FOR a serving general to publicly encourage military action abroad when Parliament has endorsed no such thing is a breach of the proper relationship between army and government.

General Nicholas Houghton’s comments to Sky News on Sunday are even worse.

For one thing he is not merely a serving general but the chief of the defence staff — the effective leader of the country’s armed forces.

For another, he spoke out on Remembrance Sunday.

On a solemn day when we remember the victims of previous conflicts, the general’s emotive language — that we “are letting our allies down” by not extending air strikes into Syria — looks to be a cynical attempt to manipulate popular sentiment in favour of war.
But thirdly and most importantly, he is wrong.

“In its most simplistic way, it’s like being asked to win a football match but not being able to go in the opponent’s half,” is how Houghton describes the admittedly confusing role being played by British forces when it comes to the so-called Islamic State (Isis) terror group.

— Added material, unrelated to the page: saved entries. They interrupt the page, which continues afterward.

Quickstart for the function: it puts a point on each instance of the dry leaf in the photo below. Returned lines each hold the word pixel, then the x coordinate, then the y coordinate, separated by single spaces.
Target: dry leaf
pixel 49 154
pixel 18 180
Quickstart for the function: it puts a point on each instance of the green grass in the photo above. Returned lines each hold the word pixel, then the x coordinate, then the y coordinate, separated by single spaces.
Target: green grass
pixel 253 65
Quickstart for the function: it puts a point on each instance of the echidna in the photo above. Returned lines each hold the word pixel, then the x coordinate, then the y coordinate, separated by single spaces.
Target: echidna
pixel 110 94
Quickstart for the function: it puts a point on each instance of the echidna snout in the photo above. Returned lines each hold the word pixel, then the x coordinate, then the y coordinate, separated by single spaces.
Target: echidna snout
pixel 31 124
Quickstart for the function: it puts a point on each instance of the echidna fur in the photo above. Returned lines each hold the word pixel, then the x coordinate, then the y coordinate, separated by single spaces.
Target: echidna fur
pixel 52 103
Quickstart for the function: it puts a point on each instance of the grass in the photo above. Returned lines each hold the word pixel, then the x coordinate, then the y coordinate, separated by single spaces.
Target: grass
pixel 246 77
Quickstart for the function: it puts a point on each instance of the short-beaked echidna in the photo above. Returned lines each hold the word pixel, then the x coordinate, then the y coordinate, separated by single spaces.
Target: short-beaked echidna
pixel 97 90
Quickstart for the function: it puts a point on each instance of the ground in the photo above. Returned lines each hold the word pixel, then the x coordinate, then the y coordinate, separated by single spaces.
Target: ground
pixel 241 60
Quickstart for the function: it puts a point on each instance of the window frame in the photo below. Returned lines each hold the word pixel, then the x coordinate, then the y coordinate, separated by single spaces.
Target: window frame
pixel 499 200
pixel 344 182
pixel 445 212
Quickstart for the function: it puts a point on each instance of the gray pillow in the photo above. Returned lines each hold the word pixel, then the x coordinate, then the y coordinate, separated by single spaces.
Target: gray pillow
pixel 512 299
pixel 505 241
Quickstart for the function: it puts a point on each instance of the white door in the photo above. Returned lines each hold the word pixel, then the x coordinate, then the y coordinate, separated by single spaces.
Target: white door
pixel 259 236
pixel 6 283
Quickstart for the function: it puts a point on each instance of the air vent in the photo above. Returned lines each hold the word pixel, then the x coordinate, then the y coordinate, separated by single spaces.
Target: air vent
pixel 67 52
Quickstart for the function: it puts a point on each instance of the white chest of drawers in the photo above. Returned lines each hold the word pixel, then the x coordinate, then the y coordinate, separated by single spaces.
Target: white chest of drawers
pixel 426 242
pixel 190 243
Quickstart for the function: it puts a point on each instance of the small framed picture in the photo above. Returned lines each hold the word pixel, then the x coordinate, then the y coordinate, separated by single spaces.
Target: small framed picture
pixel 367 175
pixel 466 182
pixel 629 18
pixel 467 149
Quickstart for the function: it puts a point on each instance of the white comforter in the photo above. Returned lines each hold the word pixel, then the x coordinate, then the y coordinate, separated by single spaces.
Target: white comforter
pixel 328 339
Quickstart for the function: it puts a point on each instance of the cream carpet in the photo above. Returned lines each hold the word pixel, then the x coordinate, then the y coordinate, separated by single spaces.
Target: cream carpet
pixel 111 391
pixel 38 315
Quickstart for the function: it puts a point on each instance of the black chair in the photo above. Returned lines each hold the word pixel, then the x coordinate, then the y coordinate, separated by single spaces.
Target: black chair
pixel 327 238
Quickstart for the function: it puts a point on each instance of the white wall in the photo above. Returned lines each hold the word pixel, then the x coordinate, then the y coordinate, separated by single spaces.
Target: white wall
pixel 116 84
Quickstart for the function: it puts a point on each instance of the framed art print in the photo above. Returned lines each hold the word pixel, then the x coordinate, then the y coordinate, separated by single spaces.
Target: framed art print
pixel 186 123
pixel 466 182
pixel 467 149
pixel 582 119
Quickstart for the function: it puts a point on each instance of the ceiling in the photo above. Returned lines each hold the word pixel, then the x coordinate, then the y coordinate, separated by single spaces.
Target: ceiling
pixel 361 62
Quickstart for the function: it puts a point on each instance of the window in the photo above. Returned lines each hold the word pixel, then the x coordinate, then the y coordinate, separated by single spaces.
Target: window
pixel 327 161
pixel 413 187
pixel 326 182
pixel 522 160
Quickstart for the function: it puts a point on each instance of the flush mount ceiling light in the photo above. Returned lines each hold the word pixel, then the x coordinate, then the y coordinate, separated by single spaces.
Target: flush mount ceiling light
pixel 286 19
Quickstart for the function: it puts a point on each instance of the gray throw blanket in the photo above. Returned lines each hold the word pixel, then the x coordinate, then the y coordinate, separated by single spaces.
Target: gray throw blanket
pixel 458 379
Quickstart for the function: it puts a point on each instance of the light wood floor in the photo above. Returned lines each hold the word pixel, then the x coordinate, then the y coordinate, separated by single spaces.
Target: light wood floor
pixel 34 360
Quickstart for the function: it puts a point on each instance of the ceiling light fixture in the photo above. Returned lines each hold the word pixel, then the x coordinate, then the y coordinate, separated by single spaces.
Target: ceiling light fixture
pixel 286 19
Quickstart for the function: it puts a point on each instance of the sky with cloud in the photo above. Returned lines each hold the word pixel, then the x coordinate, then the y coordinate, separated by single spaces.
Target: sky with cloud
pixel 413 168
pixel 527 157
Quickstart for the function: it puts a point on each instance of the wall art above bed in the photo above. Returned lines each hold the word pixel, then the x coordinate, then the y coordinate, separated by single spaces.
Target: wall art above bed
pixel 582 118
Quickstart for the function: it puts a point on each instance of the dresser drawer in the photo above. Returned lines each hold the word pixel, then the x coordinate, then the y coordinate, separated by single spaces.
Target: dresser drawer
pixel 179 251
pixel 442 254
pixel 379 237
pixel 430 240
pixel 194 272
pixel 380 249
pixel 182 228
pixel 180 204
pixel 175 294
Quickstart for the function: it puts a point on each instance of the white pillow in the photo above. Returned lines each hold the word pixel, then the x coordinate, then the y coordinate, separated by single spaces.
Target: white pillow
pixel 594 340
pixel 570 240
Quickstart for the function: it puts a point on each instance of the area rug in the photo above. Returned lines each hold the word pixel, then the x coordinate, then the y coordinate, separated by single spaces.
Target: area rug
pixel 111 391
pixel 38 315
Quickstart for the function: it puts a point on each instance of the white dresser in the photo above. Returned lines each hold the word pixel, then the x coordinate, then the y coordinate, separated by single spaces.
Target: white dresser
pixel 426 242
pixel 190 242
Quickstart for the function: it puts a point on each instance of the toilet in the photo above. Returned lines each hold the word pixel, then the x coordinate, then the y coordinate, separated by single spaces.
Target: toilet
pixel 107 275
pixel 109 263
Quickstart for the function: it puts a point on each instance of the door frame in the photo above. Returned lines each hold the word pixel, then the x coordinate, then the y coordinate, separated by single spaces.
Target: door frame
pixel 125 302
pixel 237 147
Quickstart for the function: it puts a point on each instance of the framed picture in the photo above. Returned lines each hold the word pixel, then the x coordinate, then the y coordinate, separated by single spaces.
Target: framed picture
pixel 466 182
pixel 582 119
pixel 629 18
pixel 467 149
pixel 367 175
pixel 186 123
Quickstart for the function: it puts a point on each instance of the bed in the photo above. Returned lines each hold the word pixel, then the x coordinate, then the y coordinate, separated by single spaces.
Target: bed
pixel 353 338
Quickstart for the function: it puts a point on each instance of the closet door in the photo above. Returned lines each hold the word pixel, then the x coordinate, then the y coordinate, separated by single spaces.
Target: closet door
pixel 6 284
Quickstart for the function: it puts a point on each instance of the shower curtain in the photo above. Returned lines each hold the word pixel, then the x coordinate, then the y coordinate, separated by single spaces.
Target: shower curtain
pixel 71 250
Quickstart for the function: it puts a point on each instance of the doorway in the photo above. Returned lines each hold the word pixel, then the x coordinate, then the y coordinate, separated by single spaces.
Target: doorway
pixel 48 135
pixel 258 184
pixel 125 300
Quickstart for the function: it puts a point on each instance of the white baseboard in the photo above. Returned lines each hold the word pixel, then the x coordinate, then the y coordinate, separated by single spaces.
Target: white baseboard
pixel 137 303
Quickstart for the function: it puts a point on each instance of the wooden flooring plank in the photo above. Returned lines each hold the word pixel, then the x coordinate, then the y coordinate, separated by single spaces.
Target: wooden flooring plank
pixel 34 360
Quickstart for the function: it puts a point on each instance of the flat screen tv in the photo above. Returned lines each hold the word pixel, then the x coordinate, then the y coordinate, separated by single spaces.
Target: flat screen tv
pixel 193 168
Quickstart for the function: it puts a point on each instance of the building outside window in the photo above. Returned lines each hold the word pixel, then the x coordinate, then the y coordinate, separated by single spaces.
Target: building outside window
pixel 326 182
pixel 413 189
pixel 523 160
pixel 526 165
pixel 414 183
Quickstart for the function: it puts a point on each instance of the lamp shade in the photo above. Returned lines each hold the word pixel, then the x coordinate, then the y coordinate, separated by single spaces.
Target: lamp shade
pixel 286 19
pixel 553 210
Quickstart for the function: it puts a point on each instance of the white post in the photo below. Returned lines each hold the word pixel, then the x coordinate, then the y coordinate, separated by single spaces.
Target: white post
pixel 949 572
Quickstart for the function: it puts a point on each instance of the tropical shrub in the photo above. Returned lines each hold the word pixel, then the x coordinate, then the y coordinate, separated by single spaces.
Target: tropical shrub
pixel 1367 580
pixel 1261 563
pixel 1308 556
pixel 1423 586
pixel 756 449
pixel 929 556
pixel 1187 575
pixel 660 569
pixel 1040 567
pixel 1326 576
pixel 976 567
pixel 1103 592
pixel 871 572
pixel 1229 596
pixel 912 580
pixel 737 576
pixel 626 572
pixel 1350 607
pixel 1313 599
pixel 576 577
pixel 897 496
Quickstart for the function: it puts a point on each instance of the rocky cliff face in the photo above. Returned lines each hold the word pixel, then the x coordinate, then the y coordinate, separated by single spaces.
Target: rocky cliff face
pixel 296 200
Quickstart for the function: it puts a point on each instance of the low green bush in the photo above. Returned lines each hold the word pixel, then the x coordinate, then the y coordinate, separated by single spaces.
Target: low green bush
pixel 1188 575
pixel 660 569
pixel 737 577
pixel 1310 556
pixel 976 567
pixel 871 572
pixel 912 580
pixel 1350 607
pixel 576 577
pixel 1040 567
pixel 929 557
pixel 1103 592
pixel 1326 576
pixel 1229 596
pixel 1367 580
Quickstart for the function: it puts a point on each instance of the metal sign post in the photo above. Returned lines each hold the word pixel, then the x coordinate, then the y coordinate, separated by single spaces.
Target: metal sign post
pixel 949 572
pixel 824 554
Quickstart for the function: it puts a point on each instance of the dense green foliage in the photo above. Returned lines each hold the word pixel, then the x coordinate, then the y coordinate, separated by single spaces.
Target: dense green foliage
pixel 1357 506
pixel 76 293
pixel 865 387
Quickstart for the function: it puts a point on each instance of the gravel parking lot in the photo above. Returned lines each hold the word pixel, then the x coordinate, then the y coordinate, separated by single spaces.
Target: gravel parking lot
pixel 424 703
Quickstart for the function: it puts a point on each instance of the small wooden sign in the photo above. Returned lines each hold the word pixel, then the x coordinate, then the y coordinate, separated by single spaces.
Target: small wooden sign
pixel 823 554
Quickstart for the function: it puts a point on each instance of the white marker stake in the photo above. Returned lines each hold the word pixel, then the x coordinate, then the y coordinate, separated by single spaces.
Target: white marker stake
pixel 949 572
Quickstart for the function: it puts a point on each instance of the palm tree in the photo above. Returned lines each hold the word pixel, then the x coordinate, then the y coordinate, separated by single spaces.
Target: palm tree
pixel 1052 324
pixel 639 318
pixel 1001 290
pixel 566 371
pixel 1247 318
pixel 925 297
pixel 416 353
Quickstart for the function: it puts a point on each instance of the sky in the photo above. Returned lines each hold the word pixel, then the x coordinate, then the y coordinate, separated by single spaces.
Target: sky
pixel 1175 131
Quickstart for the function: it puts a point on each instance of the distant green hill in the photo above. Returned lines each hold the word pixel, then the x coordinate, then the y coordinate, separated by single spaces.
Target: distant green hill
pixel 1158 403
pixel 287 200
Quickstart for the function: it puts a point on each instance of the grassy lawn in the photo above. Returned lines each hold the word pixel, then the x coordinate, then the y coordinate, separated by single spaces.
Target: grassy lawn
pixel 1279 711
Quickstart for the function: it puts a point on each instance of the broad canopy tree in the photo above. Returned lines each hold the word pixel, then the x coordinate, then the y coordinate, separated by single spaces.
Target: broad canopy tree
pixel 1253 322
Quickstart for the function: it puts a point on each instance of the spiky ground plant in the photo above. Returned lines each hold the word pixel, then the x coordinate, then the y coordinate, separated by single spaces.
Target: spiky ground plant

This is because as part of a US-led coalition we are launching air strikes against Isis in Iraq, but are not (officially) doing so in Syria.

Isis controls a large and contiguous territory straddling much of Syria and Iraq. So why attack it in one country but not in the other?

Part of the answer lies in international law.

Such is the contempt shown for all rules of international conduct by Western powers since the end of the cold war that you can almost see ministers rolling their eyes when the words “international law” pop up.

But law is important because it remains the only constraint on “might is right” triumphalism, where any country can do whatever it can get away with.

We are bombing Isis in Iraq at the invitation of the Iraqi government, which makes it legal. Russia is bombing Isis in Syria at the invitation of the Syrian government, which makes that legal too.

But Syria has not invited Britain to bomb Isis on its territory. Probably because our government seems at least as intent on removing President Bashar al-Assad as it is on tackling Isis.

Liberals point out that Assad’s forces kill civilians too and claim equivalence between the regime and the terrorists. The narrative in Western capitals is that we somehow attack both Isis and Assad.

Aside from the sheer arrogance and imperial swagger of this assumption that the West should determine who governs Syria, the position is simply insane.

The “third forces” in Syria, the likes of the Nusra Front or the Army of Conquest, are hardly less genocidal than Isis and in many cases are co-operating with it. None are remotely as strong as either Isis or the Syrian army, either.

Houghton says we aren’t making headway against Isis because we can’t bomb Syria.

But if Russian aircraft are taking a heavier toll on the group than ours, it is more likely because Russia is co-ordinating its strikes closely with a Syrian ground offensive, and because confusion as to our own battle aims means Western forces avoid hitting Isis if they believe a strike will assist Syrian state forces.

That is before we even go into the murkier parts of this morass — the attacks by our Nato ally Turkey on Kurdish militias seeking to defend themselves from Isis, or the trails of blood and money that link the terrorists to another of our allies, Saudi Arabia.

If Britain is to take the fight to Isis, it must get round a table with all anti-Isis forces — including Syria, Russia and Iran as well as fellow Nato powers — to work out a common strategy.

Without that, extending the range of our air strikes is at best ineffective and at worst could be of actual assistance to one of the most bloodthirsty death cults the world has seen.